Ainsi Finboudin démouchetait ses appas…

Son charleston fut un succès de premier ordre. Elle vous avait un chic étonnant pour gambiller en faisant des effets de croupe, et ne craignait aucune concurrence. Ses jambes, vêtues de soie rose pâle, agitaient, comme des cuillers ensorcelées, les désirs dans l’âme des hommes. Elles fouettaient la trouble écume des lubricités, et celles-ci montaient comme des blancs d’œufs.

Bientôt, le bal se libéra de ses façons pudiques. Les couples assoiffés se désaltéraient par moments. Ils revenaient alors à l’aire guinchante avec des faces écarlates et des mains libres comme des estampes de l’Enfer, à la Nationale… On vit, ma foi, la pudique Josépha elle-même s’en aller sous un prétexte vague dans la pièce à côté, où son époux la fourragea un instant, à la façon d’un médicastre qui tâte une appendicite.

Ils revinrent tous deux avec des yeux luisants et des oreilles empourprées. Aussitôt, Pilocarpitte, armée de son potard chéri, s’en alla, d’un air faussement naïf, faire un tour vers les pièces circonvoisines.

Dans l’une, il y avait des gens tristes qui festoyaient sans délices. C’étaient les héritiers d’une multimillionnaire qui sortaient de chez un notaire, où ils avaient appris leur promotion dans l’ordre de la plus grande fortune. Joyeux et sans souci, la veille encore, ils se trouvaient maintenant bondés de terreurs et de craintes. Comment faudrait-il donc conserver et grossir cette richesse inattendue, et d’autant plus redoutable ? Sombre méditation ! Pilocarpitte s’enfuit aussitôt.

Après ce salon, on tombait sur un escalier. Vous allez croire que nos amoureux allèrent plus loin ? Point du


…elle avait abaissé les épaulettes (page 15).

tout. Ils virent là un lieu spécialement disposé pour éteindre le feu qui les brûlait. En un tournehanche ce fut accompli…

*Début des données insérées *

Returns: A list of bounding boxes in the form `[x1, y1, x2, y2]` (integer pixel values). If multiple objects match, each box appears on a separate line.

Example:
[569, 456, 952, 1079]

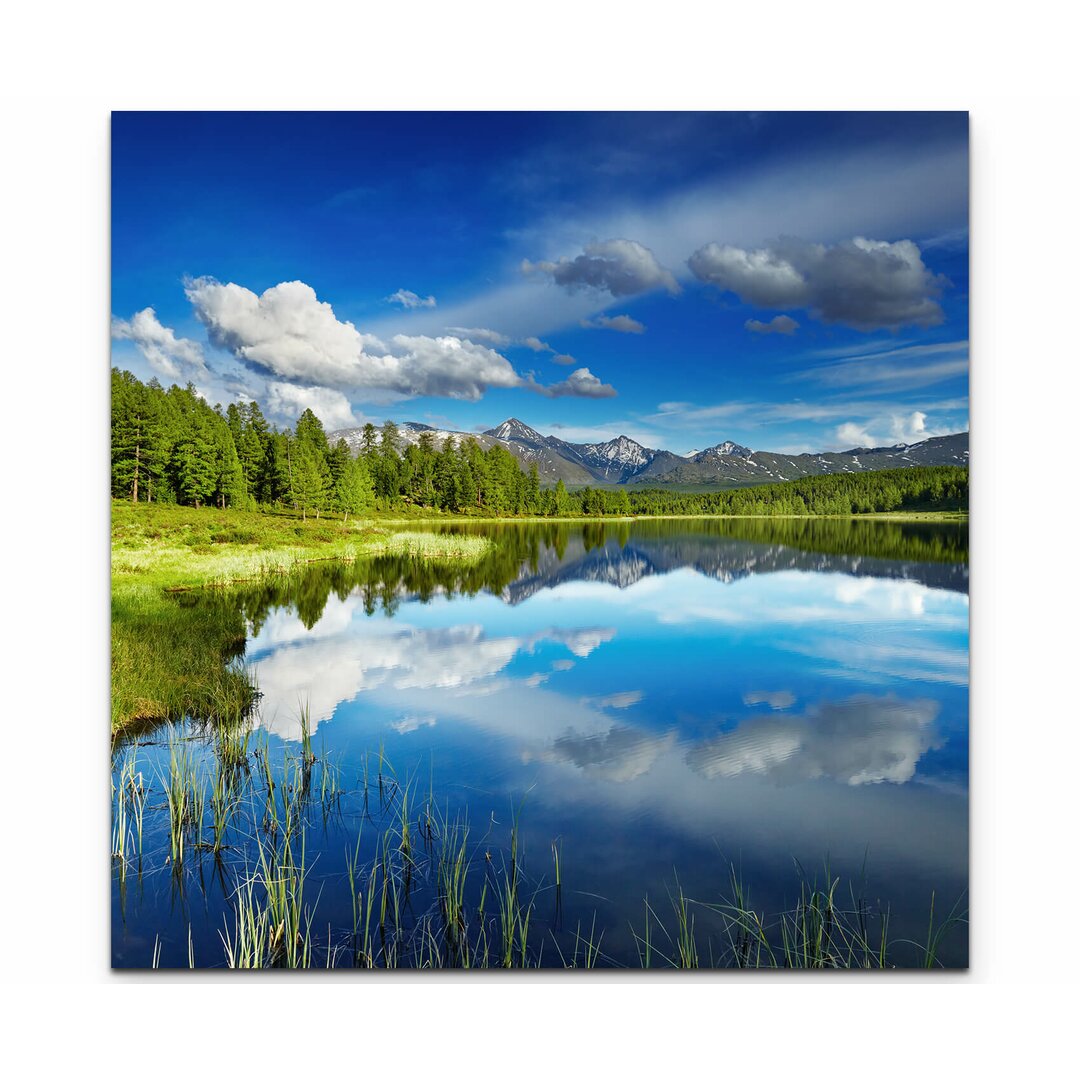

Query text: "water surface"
[113, 521, 968, 966]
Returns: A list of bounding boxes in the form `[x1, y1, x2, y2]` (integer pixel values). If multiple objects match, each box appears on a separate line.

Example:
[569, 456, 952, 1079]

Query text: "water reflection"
[116, 522, 968, 962]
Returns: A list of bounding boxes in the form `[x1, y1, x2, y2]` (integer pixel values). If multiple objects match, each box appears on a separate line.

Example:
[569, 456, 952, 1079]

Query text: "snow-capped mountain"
[484, 416, 545, 445]
[328, 417, 969, 487]
[691, 438, 754, 461]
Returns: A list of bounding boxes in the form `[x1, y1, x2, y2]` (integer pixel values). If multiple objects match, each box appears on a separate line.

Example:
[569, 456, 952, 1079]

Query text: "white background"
[0, 0, 1080, 1077]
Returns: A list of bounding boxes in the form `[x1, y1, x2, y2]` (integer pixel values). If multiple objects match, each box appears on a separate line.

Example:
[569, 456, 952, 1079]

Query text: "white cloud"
[836, 409, 955, 449]
[581, 315, 645, 334]
[688, 237, 948, 330]
[521, 337, 555, 352]
[265, 382, 359, 431]
[112, 308, 210, 379]
[536, 367, 618, 397]
[792, 341, 968, 391]
[387, 288, 435, 309]
[743, 315, 799, 336]
[522, 240, 680, 296]
[446, 326, 510, 349]
[186, 278, 615, 401]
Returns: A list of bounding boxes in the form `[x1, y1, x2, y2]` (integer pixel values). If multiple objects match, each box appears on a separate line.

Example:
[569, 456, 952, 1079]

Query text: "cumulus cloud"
[446, 326, 510, 349]
[112, 308, 210, 379]
[743, 315, 799, 335]
[687, 237, 948, 330]
[266, 382, 357, 431]
[522, 337, 555, 352]
[581, 315, 645, 334]
[387, 288, 435, 308]
[522, 240, 680, 296]
[535, 367, 618, 397]
[186, 278, 615, 401]
[687, 694, 940, 786]
[836, 409, 951, 449]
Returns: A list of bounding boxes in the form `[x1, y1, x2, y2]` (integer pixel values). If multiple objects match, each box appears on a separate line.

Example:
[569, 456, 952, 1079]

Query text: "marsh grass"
[111, 724, 967, 970]
[112, 501, 491, 732]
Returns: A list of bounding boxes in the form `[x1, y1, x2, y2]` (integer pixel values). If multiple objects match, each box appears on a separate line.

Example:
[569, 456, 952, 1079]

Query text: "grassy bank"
[112, 502, 490, 732]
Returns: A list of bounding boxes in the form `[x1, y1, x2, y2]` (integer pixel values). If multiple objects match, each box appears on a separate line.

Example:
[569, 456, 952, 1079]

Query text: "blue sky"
[112, 112, 968, 453]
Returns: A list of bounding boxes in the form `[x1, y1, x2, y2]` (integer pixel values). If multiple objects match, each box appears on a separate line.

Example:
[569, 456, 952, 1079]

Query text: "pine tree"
[293, 441, 329, 521]
[333, 458, 375, 524]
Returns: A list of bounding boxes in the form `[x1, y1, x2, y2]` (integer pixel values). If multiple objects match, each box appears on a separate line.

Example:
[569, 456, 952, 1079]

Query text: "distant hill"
[328, 417, 969, 490]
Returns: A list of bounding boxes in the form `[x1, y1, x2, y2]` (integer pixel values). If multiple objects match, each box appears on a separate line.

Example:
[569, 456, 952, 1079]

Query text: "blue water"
[113, 523, 968, 966]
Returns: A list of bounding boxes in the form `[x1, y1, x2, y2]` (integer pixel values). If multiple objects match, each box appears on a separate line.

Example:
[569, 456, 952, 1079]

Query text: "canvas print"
[109, 112, 969, 977]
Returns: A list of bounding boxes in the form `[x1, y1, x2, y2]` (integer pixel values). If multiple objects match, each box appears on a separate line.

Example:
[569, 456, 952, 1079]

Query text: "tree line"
[111, 368, 968, 521]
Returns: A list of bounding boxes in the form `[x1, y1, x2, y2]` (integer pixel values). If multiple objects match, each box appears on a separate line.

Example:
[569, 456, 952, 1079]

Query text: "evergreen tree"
[293, 440, 329, 521]
[333, 458, 375, 524]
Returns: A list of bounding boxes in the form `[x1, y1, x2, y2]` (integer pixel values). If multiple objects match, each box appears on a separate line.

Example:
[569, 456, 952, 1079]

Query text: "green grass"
[113, 725, 967, 970]
[112, 501, 491, 732]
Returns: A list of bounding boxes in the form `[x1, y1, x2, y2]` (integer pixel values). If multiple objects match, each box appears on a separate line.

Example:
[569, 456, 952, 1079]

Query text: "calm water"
[112, 522, 968, 967]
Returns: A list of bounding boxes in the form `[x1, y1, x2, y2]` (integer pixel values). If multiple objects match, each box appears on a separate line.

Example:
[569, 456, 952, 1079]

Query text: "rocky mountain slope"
[328, 417, 969, 488]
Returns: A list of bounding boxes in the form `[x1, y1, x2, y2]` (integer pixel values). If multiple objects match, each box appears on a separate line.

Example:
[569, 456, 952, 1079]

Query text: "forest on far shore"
[111, 368, 968, 521]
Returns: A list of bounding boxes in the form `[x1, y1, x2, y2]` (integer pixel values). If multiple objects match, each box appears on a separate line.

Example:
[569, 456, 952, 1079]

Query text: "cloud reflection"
[686, 694, 940, 786]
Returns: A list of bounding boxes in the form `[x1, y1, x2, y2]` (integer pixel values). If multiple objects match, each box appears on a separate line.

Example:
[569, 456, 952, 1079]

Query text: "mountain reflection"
[206, 518, 968, 633]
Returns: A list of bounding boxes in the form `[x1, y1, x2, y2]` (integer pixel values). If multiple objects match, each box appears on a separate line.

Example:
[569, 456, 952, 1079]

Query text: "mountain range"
[327, 417, 968, 488]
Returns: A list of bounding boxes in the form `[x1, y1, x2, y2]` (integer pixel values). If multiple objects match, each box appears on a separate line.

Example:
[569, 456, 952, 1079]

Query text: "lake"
[112, 519, 968, 968]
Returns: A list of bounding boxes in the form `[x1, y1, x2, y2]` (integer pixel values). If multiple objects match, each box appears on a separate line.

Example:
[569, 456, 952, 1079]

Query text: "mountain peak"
[694, 438, 754, 458]
[484, 416, 544, 443]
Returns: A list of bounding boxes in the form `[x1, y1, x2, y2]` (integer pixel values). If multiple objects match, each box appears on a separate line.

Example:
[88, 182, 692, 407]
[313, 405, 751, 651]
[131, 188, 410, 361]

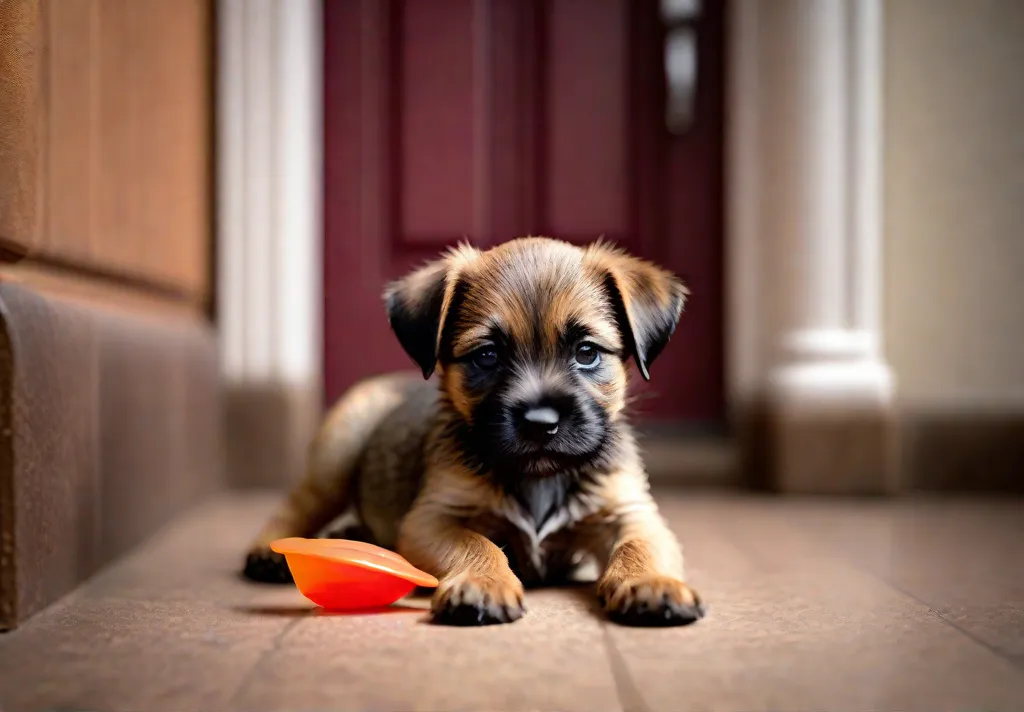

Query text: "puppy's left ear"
[595, 245, 690, 381]
[384, 259, 449, 379]
[384, 245, 478, 379]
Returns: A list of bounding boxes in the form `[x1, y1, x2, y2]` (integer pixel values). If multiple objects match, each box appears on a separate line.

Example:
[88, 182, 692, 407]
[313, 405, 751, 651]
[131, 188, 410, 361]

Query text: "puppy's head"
[385, 238, 687, 476]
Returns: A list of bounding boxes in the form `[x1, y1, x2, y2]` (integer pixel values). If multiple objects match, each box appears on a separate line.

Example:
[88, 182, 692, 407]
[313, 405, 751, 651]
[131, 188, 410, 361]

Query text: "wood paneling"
[0, 0, 43, 250]
[0, 0, 213, 299]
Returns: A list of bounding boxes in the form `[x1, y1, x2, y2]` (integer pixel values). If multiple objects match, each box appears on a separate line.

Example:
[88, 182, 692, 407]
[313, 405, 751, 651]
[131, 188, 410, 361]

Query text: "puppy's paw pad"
[242, 549, 293, 584]
[600, 576, 707, 627]
[430, 577, 526, 626]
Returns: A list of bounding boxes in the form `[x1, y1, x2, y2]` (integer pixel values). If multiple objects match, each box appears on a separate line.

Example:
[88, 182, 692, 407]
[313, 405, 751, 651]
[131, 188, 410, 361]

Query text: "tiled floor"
[0, 492, 1024, 712]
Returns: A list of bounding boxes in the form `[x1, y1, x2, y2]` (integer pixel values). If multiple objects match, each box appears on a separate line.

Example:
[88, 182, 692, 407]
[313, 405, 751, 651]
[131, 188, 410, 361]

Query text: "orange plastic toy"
[270, 537, 437, 611]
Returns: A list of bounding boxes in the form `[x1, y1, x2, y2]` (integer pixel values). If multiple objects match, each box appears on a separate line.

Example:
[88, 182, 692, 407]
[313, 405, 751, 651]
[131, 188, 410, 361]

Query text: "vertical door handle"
[662, 0, 700, 136]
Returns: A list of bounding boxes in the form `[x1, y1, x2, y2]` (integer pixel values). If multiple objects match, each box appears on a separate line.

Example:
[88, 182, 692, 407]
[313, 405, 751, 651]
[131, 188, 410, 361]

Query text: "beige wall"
[884, 0, 1024, 407]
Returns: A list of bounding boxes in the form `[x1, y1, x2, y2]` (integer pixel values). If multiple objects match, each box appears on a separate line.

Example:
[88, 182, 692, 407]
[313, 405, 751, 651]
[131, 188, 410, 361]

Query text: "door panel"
[325, 0, 724, 420]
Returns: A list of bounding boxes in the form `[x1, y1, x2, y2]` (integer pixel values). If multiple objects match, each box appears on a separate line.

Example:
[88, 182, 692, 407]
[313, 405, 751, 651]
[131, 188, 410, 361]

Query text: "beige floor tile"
[0, 494, 1024, 712]
[228, 591, 620, 712]
[770, 497, 1024, 658]
[610, 500, 1024, 712]
[0, 599, 290, 712]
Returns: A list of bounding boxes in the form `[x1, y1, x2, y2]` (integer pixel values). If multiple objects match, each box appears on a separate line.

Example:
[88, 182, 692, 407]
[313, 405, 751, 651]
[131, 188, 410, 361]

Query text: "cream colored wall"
[884, 0, 1024, 407]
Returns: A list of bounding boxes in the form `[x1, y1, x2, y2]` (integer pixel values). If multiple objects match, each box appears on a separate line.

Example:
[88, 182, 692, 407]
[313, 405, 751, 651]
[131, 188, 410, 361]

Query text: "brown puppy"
[245, 238, 703, 625]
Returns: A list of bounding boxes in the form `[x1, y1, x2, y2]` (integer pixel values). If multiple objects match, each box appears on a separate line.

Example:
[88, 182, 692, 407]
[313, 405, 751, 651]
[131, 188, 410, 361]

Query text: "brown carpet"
[0, 492, 1024, 712]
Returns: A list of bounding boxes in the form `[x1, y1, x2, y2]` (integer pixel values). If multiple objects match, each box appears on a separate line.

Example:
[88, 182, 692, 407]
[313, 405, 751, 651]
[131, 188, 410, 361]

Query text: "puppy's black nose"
[519, 406, 562, 443]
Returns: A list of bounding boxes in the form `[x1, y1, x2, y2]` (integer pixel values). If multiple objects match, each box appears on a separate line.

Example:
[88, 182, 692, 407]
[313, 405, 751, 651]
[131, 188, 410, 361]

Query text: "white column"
[757, 0, 893, 409]
[217, 0, 323, 387]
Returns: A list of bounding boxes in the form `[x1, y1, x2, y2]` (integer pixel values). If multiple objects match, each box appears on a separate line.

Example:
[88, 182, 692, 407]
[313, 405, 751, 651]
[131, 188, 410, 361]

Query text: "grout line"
[228, 616, 306, 708]
[880, 581, 1024, 669]
[601, 622, 650, 712]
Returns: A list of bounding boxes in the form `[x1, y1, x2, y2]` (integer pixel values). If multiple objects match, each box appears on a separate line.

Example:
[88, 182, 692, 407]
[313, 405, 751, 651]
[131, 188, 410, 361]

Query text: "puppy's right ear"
[384, 245, 478, 379]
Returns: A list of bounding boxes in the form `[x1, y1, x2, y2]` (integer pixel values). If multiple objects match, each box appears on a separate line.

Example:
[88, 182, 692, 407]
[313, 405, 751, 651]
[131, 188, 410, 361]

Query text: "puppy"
[245, 238, 703, 626]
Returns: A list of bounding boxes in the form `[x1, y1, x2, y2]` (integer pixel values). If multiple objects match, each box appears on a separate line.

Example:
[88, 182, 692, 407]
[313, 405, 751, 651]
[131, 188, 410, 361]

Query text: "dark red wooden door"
[324, 0, 724, 421]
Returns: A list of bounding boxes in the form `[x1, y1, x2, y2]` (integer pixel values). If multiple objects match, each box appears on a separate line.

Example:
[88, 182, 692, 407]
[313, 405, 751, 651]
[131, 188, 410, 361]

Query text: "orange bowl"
[270, 537, 437, 611]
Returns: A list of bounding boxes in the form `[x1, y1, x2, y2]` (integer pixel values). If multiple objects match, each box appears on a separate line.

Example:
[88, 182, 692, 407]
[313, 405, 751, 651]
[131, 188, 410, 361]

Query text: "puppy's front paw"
[242, 549, 293, 584]
[430, 572, 526, 626]
[597, 574, 705, 626]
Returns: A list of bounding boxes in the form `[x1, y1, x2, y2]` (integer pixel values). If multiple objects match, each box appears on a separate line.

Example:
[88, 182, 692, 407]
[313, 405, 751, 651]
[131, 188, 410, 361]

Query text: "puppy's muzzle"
[515, 396, 573, 446]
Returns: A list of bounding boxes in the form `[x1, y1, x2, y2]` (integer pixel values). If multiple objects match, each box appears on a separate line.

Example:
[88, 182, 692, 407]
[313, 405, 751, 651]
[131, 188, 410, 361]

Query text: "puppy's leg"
[243, 376, 407, 583]
[398, 505, 526, 626]
[597, 495, 705, 626]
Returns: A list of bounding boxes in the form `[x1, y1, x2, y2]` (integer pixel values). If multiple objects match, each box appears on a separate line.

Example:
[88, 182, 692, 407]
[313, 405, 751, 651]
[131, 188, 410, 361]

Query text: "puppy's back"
[355, 374, 438, 548]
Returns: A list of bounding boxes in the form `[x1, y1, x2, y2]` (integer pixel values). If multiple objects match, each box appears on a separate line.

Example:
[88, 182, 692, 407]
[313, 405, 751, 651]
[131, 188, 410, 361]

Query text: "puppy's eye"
[473, 348, 498, 371]
[575, 343, 601, 369]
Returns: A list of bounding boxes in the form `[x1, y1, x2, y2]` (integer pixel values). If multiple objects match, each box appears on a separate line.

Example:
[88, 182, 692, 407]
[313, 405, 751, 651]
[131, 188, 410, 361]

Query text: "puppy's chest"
[469, 480, 601, 586]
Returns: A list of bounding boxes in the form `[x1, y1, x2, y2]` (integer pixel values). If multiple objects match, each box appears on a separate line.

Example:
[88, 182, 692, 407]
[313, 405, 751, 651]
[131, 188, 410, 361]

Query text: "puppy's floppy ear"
[591, 243, 689, 381]
[384, 245, 478, 379]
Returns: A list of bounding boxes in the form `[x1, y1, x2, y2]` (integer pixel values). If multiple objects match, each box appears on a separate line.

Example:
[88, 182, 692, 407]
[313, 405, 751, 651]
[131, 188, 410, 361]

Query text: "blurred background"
[0, 0, 1024, 622]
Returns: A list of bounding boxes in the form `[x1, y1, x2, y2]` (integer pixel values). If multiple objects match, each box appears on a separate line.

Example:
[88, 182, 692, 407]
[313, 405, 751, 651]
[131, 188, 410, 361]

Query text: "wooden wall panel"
[0, 0, 43, 248]
[3, 0, 213, 300]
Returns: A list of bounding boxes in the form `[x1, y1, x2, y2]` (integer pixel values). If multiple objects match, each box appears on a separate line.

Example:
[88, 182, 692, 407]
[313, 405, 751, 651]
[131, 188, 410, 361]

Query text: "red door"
[324, 0, 724, 421]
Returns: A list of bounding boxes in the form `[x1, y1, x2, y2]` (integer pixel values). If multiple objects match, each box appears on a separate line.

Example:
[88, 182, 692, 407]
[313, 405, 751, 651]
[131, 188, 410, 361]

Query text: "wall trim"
[216, 0, 324, 486]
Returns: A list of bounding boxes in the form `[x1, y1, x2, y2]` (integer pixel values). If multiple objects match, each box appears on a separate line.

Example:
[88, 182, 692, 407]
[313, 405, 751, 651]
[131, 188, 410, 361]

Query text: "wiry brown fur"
[247, 238, 702, 625]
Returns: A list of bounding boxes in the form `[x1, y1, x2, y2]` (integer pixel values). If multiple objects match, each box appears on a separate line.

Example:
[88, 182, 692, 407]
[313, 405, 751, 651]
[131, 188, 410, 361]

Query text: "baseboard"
[224, 383, 323, 489]
[901, 405, 1024, 494]
[0, 282, 223, 629]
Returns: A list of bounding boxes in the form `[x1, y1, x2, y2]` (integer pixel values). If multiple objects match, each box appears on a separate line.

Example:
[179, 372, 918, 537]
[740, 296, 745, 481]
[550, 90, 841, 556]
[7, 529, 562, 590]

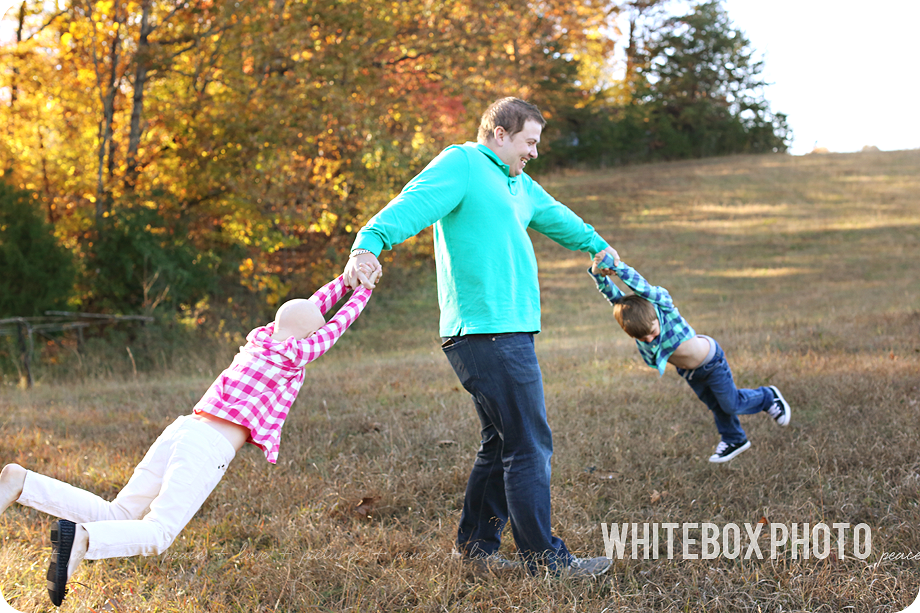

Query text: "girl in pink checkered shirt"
[0, 267, 381, 606]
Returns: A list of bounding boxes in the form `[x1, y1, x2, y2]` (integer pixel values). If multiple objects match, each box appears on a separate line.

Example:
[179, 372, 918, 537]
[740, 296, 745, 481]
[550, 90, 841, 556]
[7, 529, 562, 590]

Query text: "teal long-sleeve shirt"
[352, 143, 608, 336]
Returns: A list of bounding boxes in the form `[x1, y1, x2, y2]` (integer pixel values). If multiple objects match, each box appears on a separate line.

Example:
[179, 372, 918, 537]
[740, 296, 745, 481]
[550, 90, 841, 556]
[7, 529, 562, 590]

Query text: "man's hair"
[478, 97, 546, 144]
[613, 294, 658, 338]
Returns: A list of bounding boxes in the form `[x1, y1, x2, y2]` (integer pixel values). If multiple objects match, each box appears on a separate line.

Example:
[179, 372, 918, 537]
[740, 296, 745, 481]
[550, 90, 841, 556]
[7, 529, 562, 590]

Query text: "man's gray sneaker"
[562, 556, 613, 579]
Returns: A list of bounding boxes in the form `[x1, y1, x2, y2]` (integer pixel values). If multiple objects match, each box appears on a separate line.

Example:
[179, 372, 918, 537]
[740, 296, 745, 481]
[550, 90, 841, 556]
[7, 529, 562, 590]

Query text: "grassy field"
[0, 151, 920, 613]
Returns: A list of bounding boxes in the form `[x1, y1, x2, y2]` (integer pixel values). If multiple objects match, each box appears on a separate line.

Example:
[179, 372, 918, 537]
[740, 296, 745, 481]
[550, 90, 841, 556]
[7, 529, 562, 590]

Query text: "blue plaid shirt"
[588, 254, 696, 376]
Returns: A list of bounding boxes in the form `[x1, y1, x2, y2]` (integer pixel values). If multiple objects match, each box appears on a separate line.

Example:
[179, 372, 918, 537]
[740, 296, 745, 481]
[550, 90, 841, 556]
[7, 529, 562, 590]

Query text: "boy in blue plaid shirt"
[588, 252, 790, 462]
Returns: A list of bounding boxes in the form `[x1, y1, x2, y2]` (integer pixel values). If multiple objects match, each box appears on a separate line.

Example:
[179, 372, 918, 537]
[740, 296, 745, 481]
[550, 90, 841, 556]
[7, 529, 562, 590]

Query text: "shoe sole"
[769, 385, 792, 426]
[46, 519, 77, 607]
[709, 441, 751, 464]
[566, 558, 613, 579]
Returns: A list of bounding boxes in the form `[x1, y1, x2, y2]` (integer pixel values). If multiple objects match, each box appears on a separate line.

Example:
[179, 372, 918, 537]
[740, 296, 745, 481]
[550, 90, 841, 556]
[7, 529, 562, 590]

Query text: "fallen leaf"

Et la jolie Finboudin imitait le potard et son amie avec le père Troussequikin qui venait d’arriver, frais et dispos, comme toujours. Il n’était pas jeune, le bonhomme, mais il avait du cran. Il le fit bien voir…

Cunéphine et Trucubette, après s’être un moment esquivées, reparurent les seins à l’air, les joues écarlates et les yeux vernis de neuf. Trophignol et Cacamis séduisirent tour à tour, la veuve incandescente de feu Dubrancar, le riche industriel, fabricant de ciseaux en celluloïd et de miniatures sur éponges. La joie régnait enfin et c’est tout juste, si Hector, entraîné par l’exemple, ne prit pas une avance sur son compte marital, entre deux portes. Toutefois, Josépha s’y opposa.